PhD defense Peng Yu: Improving Decision Tree Learning

Wednesday, 11 December, 2024 at 10.00 (Montréal time) at Polytechnique Montréal

Polytechnique Montréal, Québec, Canada

Jury

Prof. Daniel Aloise, External Reviewer, Polytechnique Montréal, Canada
Prof. Pinghui Wang, External Reviewer, Xi’an Jiaotong University, China
MdC Maroua Bahri, Internal Examiner, Télécom Paris, France
Prof. Daniel Neagu, External Examiner, University of Bradford, UK
Prof. Albert Bifet, PhD Supervisor, Télécom Paris, France
Prof. Jesse Read, Co-supervisor, Télécom Paris, France

Abstract

Decision tree models stand out in machine learning for their efficiency and transparency, particularly in handling structured data. However, they face persistent challenges, including the interpretation of complex structures and the efficient management of categorical data. This thesis proposes innovative solutions to these challenges, notably the Linear TreeShap algorithm, which enhances the interpretability of decision trees while reducing computational costs.

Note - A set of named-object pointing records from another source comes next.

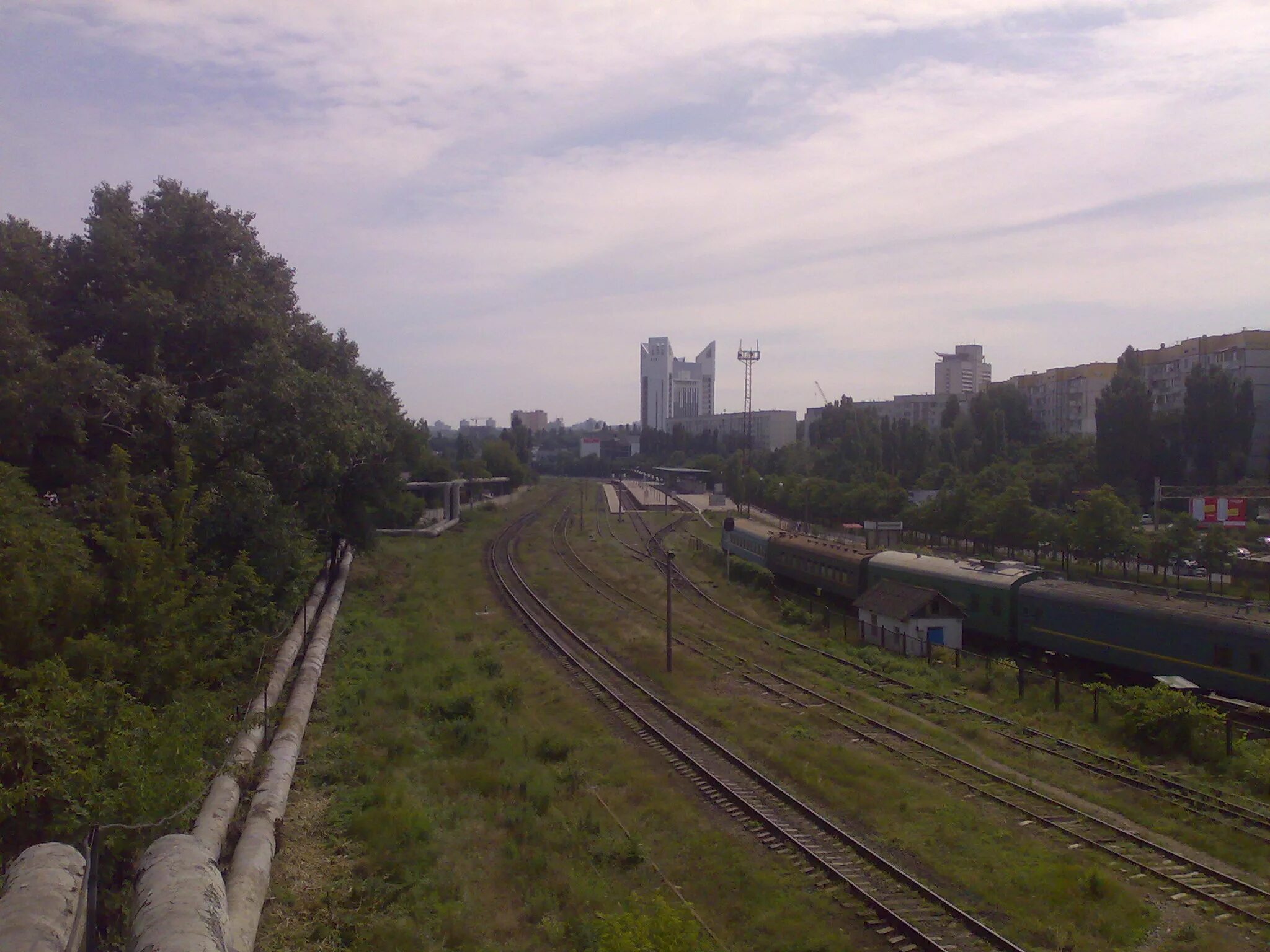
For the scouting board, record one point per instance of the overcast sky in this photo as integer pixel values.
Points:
(499, 201)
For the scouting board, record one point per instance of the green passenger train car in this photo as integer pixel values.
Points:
(748, 540)
(831, 566)
(986, 591)
(1150, 633)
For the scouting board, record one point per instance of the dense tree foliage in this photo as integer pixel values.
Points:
(1207, 442)
(179, 443)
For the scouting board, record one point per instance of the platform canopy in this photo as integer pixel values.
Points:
(681, 471)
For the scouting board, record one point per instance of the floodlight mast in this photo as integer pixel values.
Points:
(750, 358)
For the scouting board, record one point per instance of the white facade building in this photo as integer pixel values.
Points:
(672, 387)
(964, 371)
(773, 430)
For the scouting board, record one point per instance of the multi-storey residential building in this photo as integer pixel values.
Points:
(921, 409)
(1064, 399)
(1245, 355)
(773, 430)
(962, 374)
(533, 420)
(672, 387)
(964, 371)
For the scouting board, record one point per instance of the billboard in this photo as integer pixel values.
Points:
(1220, 509)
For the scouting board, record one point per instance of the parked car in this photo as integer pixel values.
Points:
(1189, 566)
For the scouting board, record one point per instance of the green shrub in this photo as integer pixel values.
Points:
(651, 926)
(794, 614)
(1162, 721)
(553, 749)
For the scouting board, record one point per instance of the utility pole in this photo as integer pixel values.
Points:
(748, 358)
(670, 576)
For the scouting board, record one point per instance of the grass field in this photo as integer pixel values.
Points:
(963, 844)
(459, 792)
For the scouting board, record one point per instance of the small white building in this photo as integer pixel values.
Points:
(907, 619)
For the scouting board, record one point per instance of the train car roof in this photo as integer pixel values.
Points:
(753, 527)
(973, 571)
(819, 546)
(1148, 604)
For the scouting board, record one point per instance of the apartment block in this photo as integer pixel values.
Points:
(773, 430)
(1064, 399)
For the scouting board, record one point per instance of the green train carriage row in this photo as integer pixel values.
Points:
(1213, 648)
(986, 591)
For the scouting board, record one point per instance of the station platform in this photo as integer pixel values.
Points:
(648, 495)
(611, 498)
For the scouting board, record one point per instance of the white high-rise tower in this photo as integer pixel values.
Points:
(963, 371)
(672, 387)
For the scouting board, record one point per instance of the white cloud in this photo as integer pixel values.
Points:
(453, 182)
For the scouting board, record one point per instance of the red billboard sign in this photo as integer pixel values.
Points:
(1220, 511)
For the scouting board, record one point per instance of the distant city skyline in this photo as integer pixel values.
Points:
(498, 201)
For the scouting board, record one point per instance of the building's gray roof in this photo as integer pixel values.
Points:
(1150, 604)
(895, 599)
(977, 571)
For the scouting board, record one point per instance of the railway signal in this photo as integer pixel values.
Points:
(670, 588)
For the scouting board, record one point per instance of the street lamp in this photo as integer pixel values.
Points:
(670, 575)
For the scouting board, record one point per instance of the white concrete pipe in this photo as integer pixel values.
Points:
(248, 883)
(225, 794)
(45, 902)
(179, 903)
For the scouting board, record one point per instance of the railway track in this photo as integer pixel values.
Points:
(1245, 814)
(1186, 880)
(902, 910)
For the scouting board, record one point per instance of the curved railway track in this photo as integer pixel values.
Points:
(1188, 880)
(905, 912)
(1248, 815)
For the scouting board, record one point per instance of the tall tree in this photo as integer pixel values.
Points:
(1123, 418)
(1217, 425)
(1104, 526)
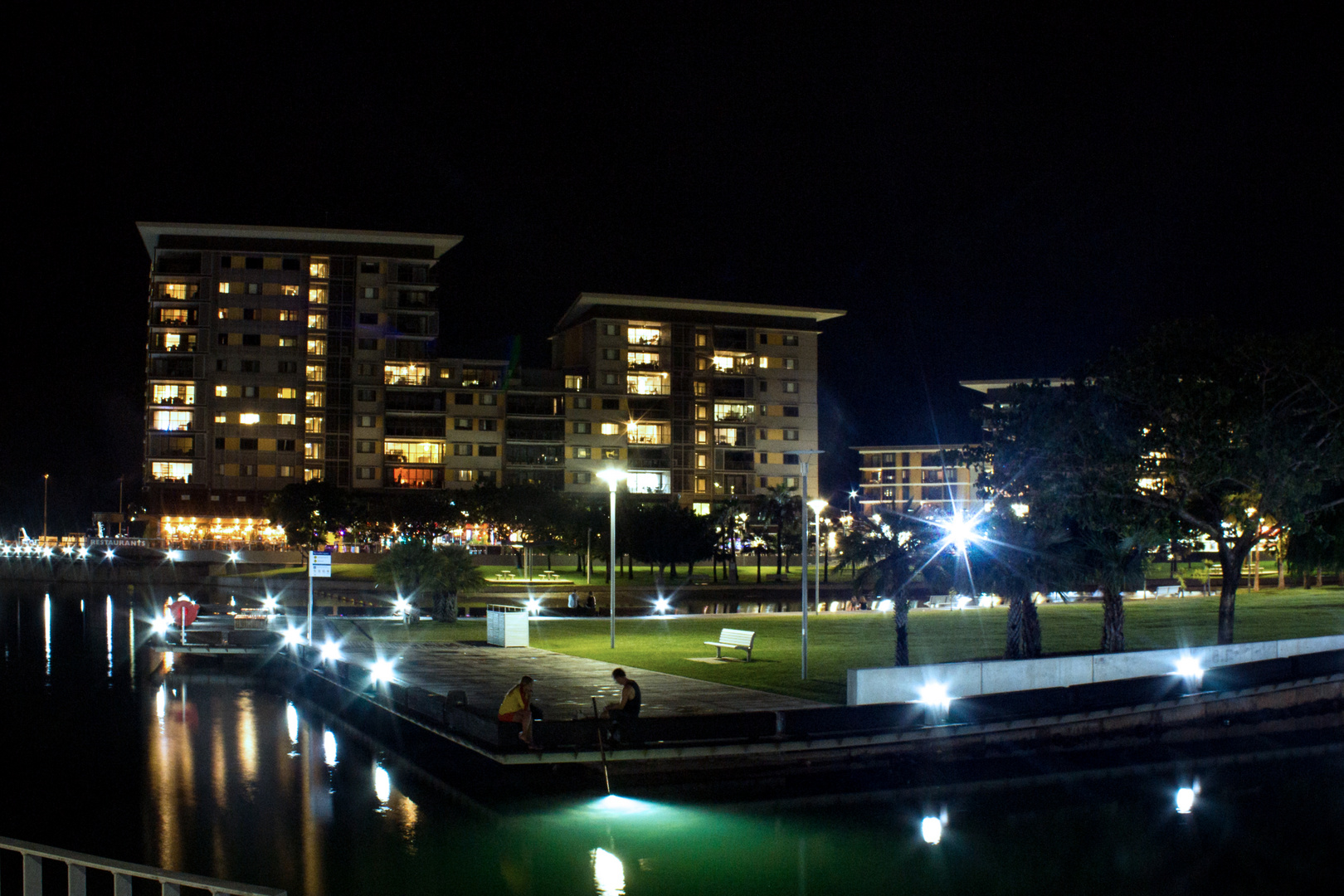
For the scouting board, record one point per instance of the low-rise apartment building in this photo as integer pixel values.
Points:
(916, 479)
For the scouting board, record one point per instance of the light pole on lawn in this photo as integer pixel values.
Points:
(817, 507)
(802, 481)
(611, 477)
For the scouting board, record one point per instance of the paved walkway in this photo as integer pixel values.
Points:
(565, 684)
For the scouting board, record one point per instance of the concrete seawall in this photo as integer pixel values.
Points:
(903, 684)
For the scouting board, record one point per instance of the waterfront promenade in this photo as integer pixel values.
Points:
(565, 684)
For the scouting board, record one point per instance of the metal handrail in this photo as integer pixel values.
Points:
(123, 874)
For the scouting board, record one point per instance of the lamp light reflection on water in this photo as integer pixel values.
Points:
(608, 874)
(382, 785)
(1186, 798)
(110, 635)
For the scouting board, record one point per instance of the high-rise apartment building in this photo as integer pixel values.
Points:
(283, 355)
(699, 399)
(290, 355)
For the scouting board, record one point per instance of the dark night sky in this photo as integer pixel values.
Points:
(988, 192)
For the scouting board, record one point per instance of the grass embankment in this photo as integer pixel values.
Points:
(838, 642)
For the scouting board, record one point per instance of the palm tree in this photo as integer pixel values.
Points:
(416, 568)
(1015, 557)
(1116, 564)
(884, 562)
(778, 507)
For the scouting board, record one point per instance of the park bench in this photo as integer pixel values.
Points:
(734, 638)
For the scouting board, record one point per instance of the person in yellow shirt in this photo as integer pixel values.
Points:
(518, 707)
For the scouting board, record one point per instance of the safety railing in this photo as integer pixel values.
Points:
(123, 874)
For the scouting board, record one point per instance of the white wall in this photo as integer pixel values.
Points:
(902, 684)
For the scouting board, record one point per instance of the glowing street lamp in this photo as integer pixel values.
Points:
(611, 477)
(817, 507)
(802, 481)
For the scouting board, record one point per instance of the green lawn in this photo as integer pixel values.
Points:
(850, 641)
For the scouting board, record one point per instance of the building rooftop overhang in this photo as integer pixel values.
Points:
(297, 240)
(869, 449)
(988, 386)
(589, 305)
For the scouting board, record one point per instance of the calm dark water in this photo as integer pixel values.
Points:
(222, 777)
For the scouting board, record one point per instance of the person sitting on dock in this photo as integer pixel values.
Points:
(518, 707)
(624, 715)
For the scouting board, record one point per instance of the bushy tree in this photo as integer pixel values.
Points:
(416, 568)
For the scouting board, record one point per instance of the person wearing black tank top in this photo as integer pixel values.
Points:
(626, 713)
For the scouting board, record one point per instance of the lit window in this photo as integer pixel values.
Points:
(407, 451)
(171, 472)
(648, 483)
(645, 384)
(407, 373)
(173, 394)
(734, 411)
(169, 421)
(645, 434)
(645, 336)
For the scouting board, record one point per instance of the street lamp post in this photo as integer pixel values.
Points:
(611, 479)
(802, 481)
(817, 507)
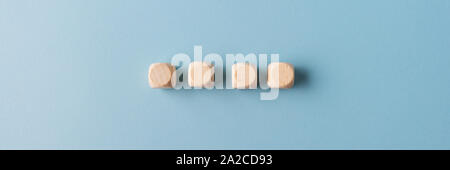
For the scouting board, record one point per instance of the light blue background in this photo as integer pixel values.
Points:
(73, 74)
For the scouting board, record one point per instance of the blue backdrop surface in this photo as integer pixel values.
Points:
(73, 74)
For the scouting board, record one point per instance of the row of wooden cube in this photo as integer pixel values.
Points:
(244, 75)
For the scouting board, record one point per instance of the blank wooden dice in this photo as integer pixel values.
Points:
(285, 75)
(244, 76)
(160, 75)
(201, 74)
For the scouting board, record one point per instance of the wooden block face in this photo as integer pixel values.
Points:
(160, 74)
(201, 74)
(285, 75)
(244, 76)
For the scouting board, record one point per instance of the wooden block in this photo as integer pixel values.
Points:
(285, 75)
(201, 74)
(160, 75)
(244, 76)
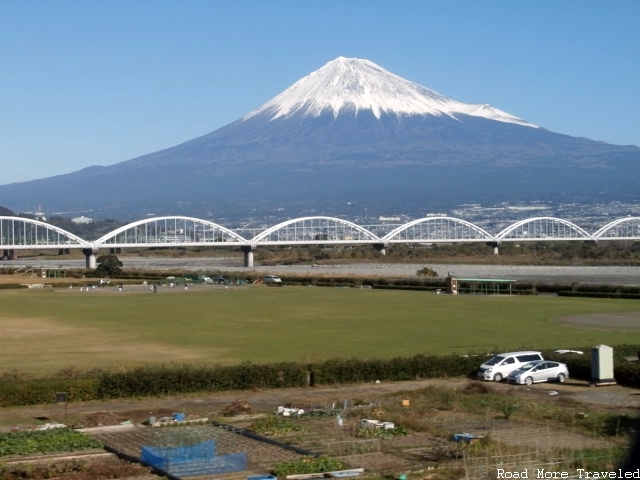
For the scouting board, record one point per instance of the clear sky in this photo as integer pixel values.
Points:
(93, 82)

A second research focus addresses the handling of categorical features. We introduce the BSplitZ method, which simplifies splitting large sets of categories, and a framework allowing decision trees to directly handle categorical data without requiring numerical encoding. These approaches bridge the performance gap between binary and multi-class classification problems.

Finally, this thesis makes a significant theoretical contribution by proving the non-existence of optimal numerical encoding for splits based on the Mean Absolute Error (MAE) criterion and presenting a novel algorithm for solving complex splitting problems. These advances strengthen both the theoretical foundations and practical applications of decision trees.